El médico miró un instante a Máximo antes de responder. Ya había advertido que la gente del lugar trataba con gran deferencia al administrador.

-¿Nunca le dijo su tío que estaba en peligro de muerte? ¿En constante peligro de muerte?

-No, nunca.

-Admirable. Sin duda no quiso inquietarle, por respeto a su juventud.

-Siempre fue muy discreto respecto de sí mismo. Yo recibía una breve misiva suya, cada año, el día de mi santo. Como ambos nos llamamos igual, nuestras cartas se cruzaban anualmente como un eco. Creo que llegó a copiar mis propias cartas, pues a veces eran idénticas, y me parecía recibir devuelta la mía del pasado año. Expresiones de cariño, buenos deseos... ya sabe usted, lo corriente.

El médico asintió con la cabeza.

-¿Quién mejor que usted para heredarle?

-La próxima semana desearía hacerme un examen, unos análisis. Lo que acaba de decir sobre mi tío me inquieta. Es posible que también yo tenga disturbios cardiacos incipientes. Suelen ser hereditarios.

-Es posible, pero no debe inquietarse. Yo cuidé a su tío duran te 40 años, desde que llegó. Ya ve que incluso en el peor de los casos tiene usted una larga esperanza de vida.

Máximo asistía a todas las entrevistas sin hablar más que a la hora de las presentaciones. Al regresar a casa, Epifanio le invitó a comer, pero Máximo se había comprometido ya con el párroco, según le dijo.

-Pero puede usted acompañarnos, si lo desea.

Epifanio lo pensó un momento, pero decidió que su tío nunca habría aceptado una invitación semejante, improvisada y a aquella hora. Deseaba, además, tomar posesión de la casa en sus pequeños detalles: cada silla, cada rincón. Quería incorporarla a su futura memoria. Casi deseaba ser viejo para que la posesión se hubiera confundido con él mismo.

-No, Máximo, gracias. Prefiero quedarme en casa. Pero entra un momento conmigo y cuéntame las últimas horas de mi tío. Ayer no pudimos hablar, y siento un suave remordimiento. Como si le debiera algo. Es muy difícil pensar en alguien tan poco conocido.

UN FIN CLARO

Tomaron un vaso de vino en el salón, frente al retrato de la chimenea.

-Sí, sí. Creo que se me parece un poco. ¿Le conocías hace muchos años?

-Desde niño. Hace 47 años exactos. Antes de que yo me casara, las cuentas las llevaba mi padre. Siempre hacemos así. Cuando se case mi hijo, él será quien le administre. Los hijos lo saben, y los padres tenemos claro nuestro fin.

-Y tu padre, ¿conoció a mi tío cuando era joven?

-Sí, bastante bien. Le vio llegar aquí cuando su tío tenía 30 años, al morir su bisabuelo de usted, que era tío de don Epifanio. Ya entonces mi padre administraba la finca. Y antes, en tiempos del tatarabuelo, el padre de mi padre.
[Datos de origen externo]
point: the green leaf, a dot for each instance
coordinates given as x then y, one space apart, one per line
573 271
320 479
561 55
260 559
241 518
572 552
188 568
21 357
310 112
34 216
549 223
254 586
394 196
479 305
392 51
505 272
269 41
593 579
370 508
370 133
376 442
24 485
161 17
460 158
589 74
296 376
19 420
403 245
-Así que mi tío llegó aquí con mis años. A mi misma edad. Y vivió hasta los 90 en vuestra compañía, sin regresar nunca a su antigua ciudad, a sus antiguos amigos.

Máximo asintió con la cabeza, y Epifanio perdió las ganas de seguir hablando. Deseaba estar solo, reflexionar. Años más tarde él mismo vería al hijo de Máximo tomar el lugar del padre, y luego otra generación seguiría a la suya. El orden, la transparencia, la armonía de aquel relevo casi vegetal, le llenaban de paz. Despidió amablemente a Máximo, retrasando la crónica de las últimas horas de su tío para otro día.